Archives for April 2010

a letter for my son, 6 months later

My dear, sweet Gabriel.

What can I say that hasn’t already been said? I miss you more than mere words can express. I miss your sweet little face and your soft hair. I miss your hands and your adorable feet. I wish I could snuggle you and kiss you and love on you.

I finally got up the nerve to watch some of the video of your birth a few days ago. You had a rough ride coming into this world. But you made a sweet cry. Just one, but it is one that I will treasure forever. It took the nurses 5 minutes to get you over to us. I was starting to freak out a little because I didn’t want to miss out on you while you were here. Then your Daddy took you tenderly from the nurse and checked you out. Then he showed you to me. You were so handsome. You tried to open your eyes to look at me. It’s okay that you couldn’t.

I couldn’t watch any more. I couldn’t watch the part where the doctor told us you were gone. I couldn’t bear that just yet.

I want to tell you that I am proud of you. You were so strong and so brave. I can’t imagine what you went through, nor what awaited you when you left us. I know that you aren’t in pain and that you can play and run. I hope you are doing those things with your brother, Felix.

I want you to know that I think of you and your brother every moment. I miss you with every fiber of my being. I long with every beat of my heart for the day we will be together again.

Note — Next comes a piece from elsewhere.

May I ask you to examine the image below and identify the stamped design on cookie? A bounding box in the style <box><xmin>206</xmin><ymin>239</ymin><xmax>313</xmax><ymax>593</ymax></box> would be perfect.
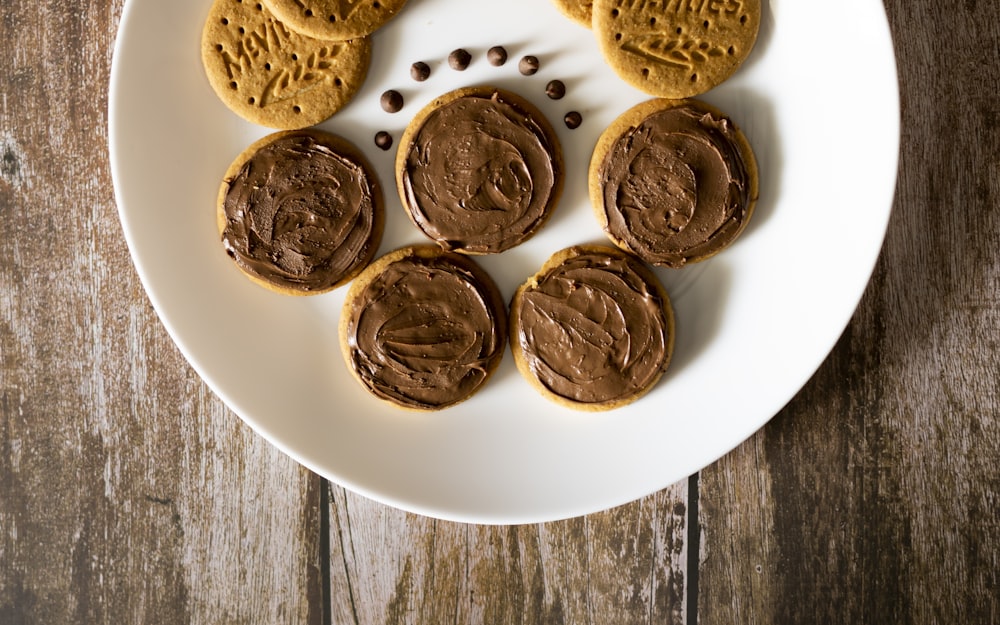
<box><xmin>202</xmin><ymin>0</ymin><xmax>371</xmax><ymax>129</ymax></box>
<box><xmin>295</xmin><ymin>0</ymin><xmax>362</xmax><ymax>22</ymax></box>
<box><xmin>594</xmin><ymin>0</ymin><xmax>760</xmax><ymax>99</ymax></box>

I love you, my sweet, sweet boy.

and a hole in the ground

This is the sight I least want to see. This hole is the beginning of the end, in a way. The final tangible thing I am able to do for my dear, sweet sons who have gone home.

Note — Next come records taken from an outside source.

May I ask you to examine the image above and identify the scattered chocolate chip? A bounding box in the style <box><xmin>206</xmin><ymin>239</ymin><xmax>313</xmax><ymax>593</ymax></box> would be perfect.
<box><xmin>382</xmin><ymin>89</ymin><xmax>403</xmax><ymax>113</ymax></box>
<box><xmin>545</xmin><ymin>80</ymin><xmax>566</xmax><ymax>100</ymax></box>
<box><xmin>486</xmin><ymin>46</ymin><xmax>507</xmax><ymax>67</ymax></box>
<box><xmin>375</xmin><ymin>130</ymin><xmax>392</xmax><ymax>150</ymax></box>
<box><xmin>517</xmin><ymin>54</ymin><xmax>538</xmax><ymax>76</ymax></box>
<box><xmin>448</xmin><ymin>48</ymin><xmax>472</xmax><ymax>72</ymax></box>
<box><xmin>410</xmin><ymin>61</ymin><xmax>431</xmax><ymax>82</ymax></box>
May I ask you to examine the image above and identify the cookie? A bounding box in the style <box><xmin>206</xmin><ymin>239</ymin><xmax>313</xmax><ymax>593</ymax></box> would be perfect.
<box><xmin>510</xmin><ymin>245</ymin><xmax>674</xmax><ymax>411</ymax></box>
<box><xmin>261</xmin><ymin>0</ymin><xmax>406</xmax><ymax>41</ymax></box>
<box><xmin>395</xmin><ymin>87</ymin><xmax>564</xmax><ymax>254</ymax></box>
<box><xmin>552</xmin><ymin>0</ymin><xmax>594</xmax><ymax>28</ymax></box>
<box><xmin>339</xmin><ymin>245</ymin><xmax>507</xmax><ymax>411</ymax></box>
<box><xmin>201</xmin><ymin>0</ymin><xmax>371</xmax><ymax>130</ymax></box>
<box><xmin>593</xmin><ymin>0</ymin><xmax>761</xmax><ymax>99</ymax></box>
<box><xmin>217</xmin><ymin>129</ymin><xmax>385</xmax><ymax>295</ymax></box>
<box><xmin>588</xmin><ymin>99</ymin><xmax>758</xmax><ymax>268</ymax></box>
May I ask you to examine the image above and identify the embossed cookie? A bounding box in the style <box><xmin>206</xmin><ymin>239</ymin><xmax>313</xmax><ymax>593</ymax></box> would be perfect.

Soon this hole will be filled with concrete. Then, atop that cement pad, will sit a stone monument inscribed with the names and dates of those precious boys. The only evidence to the general public that they ever existed. It is a place to visit, to leave flowers and pictures and toys. It is also the place where I left 2 pieces of my heart forever buried in the ground.

2nd anniversay – Felix David Groce, April 4, 2008

Last Friday, Good Friday, was 2 years since Felix died. Last Sunday, Easter Sunday, was 2 years since Felix was born.

I have been trying for the last two weeks to write some deeply profound post about this “coincidence” but I have not been successful. Perhaps I never slowed my mind or heart long enough to let it sink in. I really felt like maybe I could learn something from this. I did have the thought (several times) that God understands my pain. He lost His Son, too, you know. But there was a part of me that kept saying “Yeah, well He got His back after a few days!” How awful and ugly and disgusting is that thought?! It is a very selfish, human thought. Maybe that’s why I stopped thinking about it.

We did get away for a day and night. We took the kids to southern Indiana to Marengo Cave. We did both tours and the kids loved it! Then we spent the night in a small Indiana town (Princeton), enjoyed some local pizza, the hotel pool and Final Four basketball before bed. On Sunday we went to Brazil to celebrate Easter with my PaPa J. He was delighted to have us all there. We had fun hunting eggs with the kids and my cousin’s son, Payton. It was the first Easter I can remember that I wasn’t in church. It was very strange.

Monday I took the day off and we went to order the boys’ headstone. We got it all planned out and ordered. It was FREAKIN’ expensive. ($3800) We paid half on it and we’ll owe the other half in 4-6 weeks and I honestly have no idea how we’re going to come up with the rest of the money. Brian’s business has slowed WAAAAY down and about all he can do now is pay his office rent. Which means we don’t get a paycheck from him. Which means we’re trying to live off of my salary alone and that’s not gonna cut it. Needless to say it’s a bit stressful at the Groce home right now.

Anywho… we got the proof of the monument on Thursday and it looks just like what we asked for. But I cried and cried when I looked at it. It’s just awful to see a headstone with your children’s names on it. And it’s just a picture. I can’t imagine what I’ll do when I see the real thing. My friend who lost her son beat his monument until her hand was bloody. I’ll try not to do that. When it comes in I’ll post a picture.

Next to come down the pike (April 19th) is the 6-month “anniversary” of Gabriel’s birth and death. A co-worker of mine had his wife bring their baby who is 7 months old now come to visit this past week. She is just a doll but all I could think of was the things that Gabriel would have been doing right now. 6 months is such a fun age because they begin to really interact with the world around them. They begin to sit up and they blow spit bubbles and make lots of noise. They are so curious and so clingy to Mommy and Daddy. My heart just aches over what we are missing.

So, if you would, please pray for our little family. We need peace and comfort (and, although this is embarrassing, money) right now.